I very recently came across a blog entry which was about a PhD candidate quitting a few weeks/months shy of completing the degree due to frustration with the way academia works in general.
Now you may agree or disagree with the notions put forth, but both the anonymous letter and the long row of comments it has attracted certainly provides an interesting and lively discussion, relevant to many academics if not all.
One particular subject it got me thinking about is the choice of projects, safe-and-uninteresting vs daring-and-interesting. For those who do not feel like reading the discussion in the blog, essentially it's about how many researchers go for projects that have little to no impact practically, in fields where a lot of the "interesting" work is put forth. Such projects are essentially after small incremental additions to the literature, more often than not special case scenarios, or replication of previously demonstrated results with other methods than previously reported.

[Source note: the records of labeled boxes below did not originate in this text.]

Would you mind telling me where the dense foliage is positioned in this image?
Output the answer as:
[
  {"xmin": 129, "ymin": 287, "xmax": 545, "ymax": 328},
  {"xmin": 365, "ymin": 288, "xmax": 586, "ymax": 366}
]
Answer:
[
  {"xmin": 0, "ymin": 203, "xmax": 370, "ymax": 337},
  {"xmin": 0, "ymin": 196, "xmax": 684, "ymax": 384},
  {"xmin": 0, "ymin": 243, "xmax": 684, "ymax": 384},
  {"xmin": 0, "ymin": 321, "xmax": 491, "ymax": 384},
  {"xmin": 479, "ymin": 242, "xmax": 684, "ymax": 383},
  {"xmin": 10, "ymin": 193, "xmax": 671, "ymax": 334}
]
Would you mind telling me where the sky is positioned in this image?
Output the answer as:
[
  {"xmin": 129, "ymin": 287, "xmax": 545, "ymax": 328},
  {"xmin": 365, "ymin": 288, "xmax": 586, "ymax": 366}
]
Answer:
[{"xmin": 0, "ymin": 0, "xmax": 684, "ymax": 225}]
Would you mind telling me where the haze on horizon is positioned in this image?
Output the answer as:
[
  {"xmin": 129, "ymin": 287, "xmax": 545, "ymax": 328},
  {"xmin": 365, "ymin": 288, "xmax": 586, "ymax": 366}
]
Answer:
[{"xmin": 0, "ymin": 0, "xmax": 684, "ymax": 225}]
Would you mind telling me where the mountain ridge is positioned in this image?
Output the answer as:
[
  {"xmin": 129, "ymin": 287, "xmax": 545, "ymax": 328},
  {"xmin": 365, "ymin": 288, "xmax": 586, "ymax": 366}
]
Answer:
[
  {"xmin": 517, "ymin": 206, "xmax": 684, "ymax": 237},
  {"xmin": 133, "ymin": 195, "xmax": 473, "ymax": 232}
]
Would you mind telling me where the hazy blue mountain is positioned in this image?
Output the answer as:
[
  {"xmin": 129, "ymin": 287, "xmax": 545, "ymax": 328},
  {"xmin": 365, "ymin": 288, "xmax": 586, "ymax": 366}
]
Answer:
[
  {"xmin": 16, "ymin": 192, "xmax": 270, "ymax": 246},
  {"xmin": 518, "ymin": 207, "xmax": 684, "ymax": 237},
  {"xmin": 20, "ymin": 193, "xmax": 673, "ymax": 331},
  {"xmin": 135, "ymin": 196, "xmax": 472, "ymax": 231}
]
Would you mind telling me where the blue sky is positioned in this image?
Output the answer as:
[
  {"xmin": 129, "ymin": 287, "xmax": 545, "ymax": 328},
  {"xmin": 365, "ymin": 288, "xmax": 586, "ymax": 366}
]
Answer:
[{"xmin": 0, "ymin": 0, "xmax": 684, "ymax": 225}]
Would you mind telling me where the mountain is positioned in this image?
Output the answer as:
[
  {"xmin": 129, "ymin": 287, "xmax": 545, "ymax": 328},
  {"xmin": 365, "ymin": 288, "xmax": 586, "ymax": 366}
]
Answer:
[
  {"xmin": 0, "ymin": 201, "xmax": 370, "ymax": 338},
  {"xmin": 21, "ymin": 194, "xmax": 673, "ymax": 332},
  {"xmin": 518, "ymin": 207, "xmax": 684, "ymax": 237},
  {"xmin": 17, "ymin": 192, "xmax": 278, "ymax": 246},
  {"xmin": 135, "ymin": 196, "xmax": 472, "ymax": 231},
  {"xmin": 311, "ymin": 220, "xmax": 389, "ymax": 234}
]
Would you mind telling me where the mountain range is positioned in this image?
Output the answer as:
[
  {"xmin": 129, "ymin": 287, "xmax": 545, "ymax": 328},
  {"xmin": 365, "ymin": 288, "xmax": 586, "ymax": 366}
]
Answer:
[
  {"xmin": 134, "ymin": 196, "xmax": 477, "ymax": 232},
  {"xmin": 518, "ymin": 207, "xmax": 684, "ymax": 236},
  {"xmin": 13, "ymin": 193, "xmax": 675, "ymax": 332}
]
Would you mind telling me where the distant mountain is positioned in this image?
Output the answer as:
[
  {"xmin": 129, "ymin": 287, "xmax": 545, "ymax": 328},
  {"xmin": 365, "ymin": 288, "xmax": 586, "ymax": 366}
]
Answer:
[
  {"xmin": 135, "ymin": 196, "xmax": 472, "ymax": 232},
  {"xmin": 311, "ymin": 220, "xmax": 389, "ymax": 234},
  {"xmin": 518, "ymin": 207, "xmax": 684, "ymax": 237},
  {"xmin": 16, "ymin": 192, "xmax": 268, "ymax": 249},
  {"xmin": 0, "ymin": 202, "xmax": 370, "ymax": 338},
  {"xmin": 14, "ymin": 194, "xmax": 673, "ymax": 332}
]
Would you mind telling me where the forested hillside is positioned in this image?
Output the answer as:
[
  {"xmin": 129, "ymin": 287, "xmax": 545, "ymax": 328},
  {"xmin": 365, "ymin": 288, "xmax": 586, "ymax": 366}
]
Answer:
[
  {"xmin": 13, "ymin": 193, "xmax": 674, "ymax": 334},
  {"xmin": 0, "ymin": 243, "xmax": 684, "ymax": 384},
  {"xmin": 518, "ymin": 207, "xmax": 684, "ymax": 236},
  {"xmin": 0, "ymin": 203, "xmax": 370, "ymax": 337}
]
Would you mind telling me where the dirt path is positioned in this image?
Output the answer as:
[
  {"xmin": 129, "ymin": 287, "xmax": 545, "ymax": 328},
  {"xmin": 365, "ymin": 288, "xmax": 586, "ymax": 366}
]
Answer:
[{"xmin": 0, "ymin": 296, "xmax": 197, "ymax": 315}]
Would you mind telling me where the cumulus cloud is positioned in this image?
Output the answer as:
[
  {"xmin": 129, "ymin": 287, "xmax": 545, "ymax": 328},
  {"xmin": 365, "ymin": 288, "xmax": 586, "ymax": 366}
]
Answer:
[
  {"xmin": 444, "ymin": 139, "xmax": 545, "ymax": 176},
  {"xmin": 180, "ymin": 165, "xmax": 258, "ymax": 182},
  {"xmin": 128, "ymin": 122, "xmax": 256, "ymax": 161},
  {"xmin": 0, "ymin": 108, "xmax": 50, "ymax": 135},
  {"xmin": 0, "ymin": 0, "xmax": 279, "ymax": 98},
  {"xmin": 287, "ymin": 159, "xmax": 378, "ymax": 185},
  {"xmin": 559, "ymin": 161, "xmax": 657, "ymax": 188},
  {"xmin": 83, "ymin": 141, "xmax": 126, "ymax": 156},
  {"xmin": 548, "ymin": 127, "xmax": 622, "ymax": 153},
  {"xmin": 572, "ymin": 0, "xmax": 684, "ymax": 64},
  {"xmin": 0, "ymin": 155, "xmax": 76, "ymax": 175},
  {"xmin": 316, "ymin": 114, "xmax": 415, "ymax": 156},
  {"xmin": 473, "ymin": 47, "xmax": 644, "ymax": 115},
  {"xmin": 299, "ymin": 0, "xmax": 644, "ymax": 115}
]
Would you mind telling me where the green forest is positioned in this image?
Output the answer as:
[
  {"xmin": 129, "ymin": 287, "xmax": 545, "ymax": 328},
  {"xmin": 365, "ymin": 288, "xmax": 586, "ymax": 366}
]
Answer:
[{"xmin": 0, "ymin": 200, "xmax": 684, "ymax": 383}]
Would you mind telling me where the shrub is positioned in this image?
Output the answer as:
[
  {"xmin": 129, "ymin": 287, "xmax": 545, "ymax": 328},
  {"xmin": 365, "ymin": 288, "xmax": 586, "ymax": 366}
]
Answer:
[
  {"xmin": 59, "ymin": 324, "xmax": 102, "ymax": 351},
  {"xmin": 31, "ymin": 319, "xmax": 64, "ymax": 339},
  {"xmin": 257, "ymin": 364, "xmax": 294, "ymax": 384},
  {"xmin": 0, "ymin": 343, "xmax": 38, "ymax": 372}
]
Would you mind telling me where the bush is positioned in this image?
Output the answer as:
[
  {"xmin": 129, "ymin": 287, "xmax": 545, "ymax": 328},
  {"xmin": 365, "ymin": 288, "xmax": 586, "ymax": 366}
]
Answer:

I am currently at a large conference, and I started reflecting on this subject. I noticed how the "better" speakers claim of excellence, or ground-breaking research, the-whole-picture type projects (e.g. "mapping out the entire human kinome", or "developing antibodies for each and every human protein"). Currently I am sitting with my iPad observing people passing by my poster from some distance. Just like I suspected most people just pass by and barely even stop to read more than a sentence. That's how poster-sessions work you might say, but I am confident that a major contributor to this is the fact that the project I am presenting is inherently not that interesting; it's about a rare disease, effecting mostly elder patients, and does not involve the newest and hottest instrument or technique. I can only imagine that editors and reviewers will be equally unimpressed with the manuscript when we submit this study.
That being the case I got into thinking whether or not it's actually worth getting into such a study. I feel like I have put a lot of time and energy into something that's not really my field of study and not liekly to have a rich "return-of-investment". Before I go to my supervisor and have a serious chat about this I would like to get some feedback on whether or not this is a common phenomennon, within the biomedical sciences/academia in general. As scientists-to-be is our primary responsibility to ourselves, to our bosses/departments, or to science itself?